Axiom Math, a startup located in Palo Alto, California, has launched a groundbreaking AI tool named Axplorer, aimed at transforming the way mathematicians approach problem-solving. This innovative tool is designed to identify mathematical patterns that may lead to solutions for long-standing mathematical challenges. Axplorer is a refined version of its predecessor, PatternBoost, which was co-developed by François Charton during his tenure at Meta. While PatternBoost operated on a supercomputer, Axplorer is optimized to run on a standard Mac Pro, making it accessible to a wider audience of mathematicians who can install it on their personal devices.

The introduction of Axplorer aligns with the U.S. Defense Advanced Research Projects Agency’s (DARPA) initiative known as expMath, which promotes the integration of AI tools in mathematical research. Charton, now a research scientist at Axiom, emphasizes the significant implications that breakthroughs in mathematics can have across various technological fields, particularly in enhancing artificial intelligence and internet security. Unlike many existing AI solutions that primarily focus on resolving pre-defined problems, Axiom Math’s approach encourages exploration and experimentation in mathematics. As Carina Hong, Axiom Math’s founder and CEO, points out, the essence of mathematics lies in its exploratory nature, which Axplorer seeks to enhance.
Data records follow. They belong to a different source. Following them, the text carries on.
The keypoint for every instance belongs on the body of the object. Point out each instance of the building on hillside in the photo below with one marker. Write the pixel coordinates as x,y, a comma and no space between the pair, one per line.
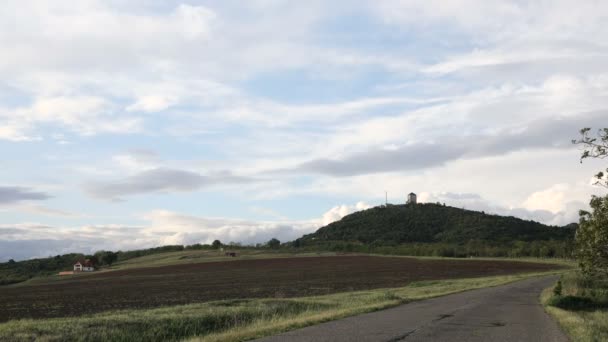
84,266
411,198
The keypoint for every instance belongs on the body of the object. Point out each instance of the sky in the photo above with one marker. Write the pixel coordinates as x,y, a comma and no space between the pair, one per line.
132,124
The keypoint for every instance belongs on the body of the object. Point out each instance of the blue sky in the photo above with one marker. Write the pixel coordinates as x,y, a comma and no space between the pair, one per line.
130,124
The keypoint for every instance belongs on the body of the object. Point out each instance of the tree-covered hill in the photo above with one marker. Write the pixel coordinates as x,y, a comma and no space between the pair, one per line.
433,223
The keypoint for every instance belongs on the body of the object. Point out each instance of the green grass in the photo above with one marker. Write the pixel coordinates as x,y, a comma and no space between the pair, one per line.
233,320
581,310
175,258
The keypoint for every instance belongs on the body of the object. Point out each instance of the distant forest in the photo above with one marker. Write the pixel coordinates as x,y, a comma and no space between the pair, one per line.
417,230
439,230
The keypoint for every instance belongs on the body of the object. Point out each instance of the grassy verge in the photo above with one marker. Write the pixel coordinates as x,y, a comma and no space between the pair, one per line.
581,309
234,320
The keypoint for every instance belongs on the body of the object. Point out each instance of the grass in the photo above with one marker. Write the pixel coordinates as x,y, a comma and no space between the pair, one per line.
174,258
581,309
199,256
234,320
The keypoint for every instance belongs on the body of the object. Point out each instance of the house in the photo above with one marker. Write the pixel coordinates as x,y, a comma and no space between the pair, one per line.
411,198
84,266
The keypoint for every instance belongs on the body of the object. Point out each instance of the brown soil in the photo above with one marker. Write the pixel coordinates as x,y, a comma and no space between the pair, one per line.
195,283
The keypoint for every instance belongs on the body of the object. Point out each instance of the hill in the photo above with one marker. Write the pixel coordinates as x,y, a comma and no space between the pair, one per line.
434,223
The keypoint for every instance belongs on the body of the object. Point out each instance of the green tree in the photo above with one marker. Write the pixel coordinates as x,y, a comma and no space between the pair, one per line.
592,238
592,233
273,243
595,147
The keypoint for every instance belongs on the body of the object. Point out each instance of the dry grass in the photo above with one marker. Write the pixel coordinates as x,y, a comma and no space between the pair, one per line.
581,324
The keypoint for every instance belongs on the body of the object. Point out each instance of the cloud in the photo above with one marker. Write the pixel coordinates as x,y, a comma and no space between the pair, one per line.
163,227
13,194
337,213
556,212
161,180
547,133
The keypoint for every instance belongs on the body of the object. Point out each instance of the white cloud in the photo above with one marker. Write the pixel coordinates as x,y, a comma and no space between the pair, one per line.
163,227
337,213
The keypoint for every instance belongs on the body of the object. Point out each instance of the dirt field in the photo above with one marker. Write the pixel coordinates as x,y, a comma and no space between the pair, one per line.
191,283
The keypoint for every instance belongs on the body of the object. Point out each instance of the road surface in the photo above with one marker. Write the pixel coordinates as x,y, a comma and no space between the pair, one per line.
510,312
In recent months, some mathematicians have turned to large language models (LLMs) like OpenAI’s GPT to tackle unsolved problems, particularly those posed by the late Paul Erdős. However, Charton remains skeptical about the efficacy of these models for tackling more complex and well-studied mathematical issues. He asserts that while LLMs excel at deriving solutions from existing knowledge, many mathematical challenges require original insights and innovative thinking that can arise from identifying new patterns. Axplorer is designed to facilitate this process by allowing mathematicians to input examples and generate related patterns iteratively. The tool is not only faster but also significantly more efficient, achieving results in mere hours compared to the weeks it took with PatternBoost. With its open-source code available on GitHub, Axiom Math hopes that Axplorer will empower both students and researchers to accelerate mathematical discovery by generating solutions and counterexamples to their ongoing problems.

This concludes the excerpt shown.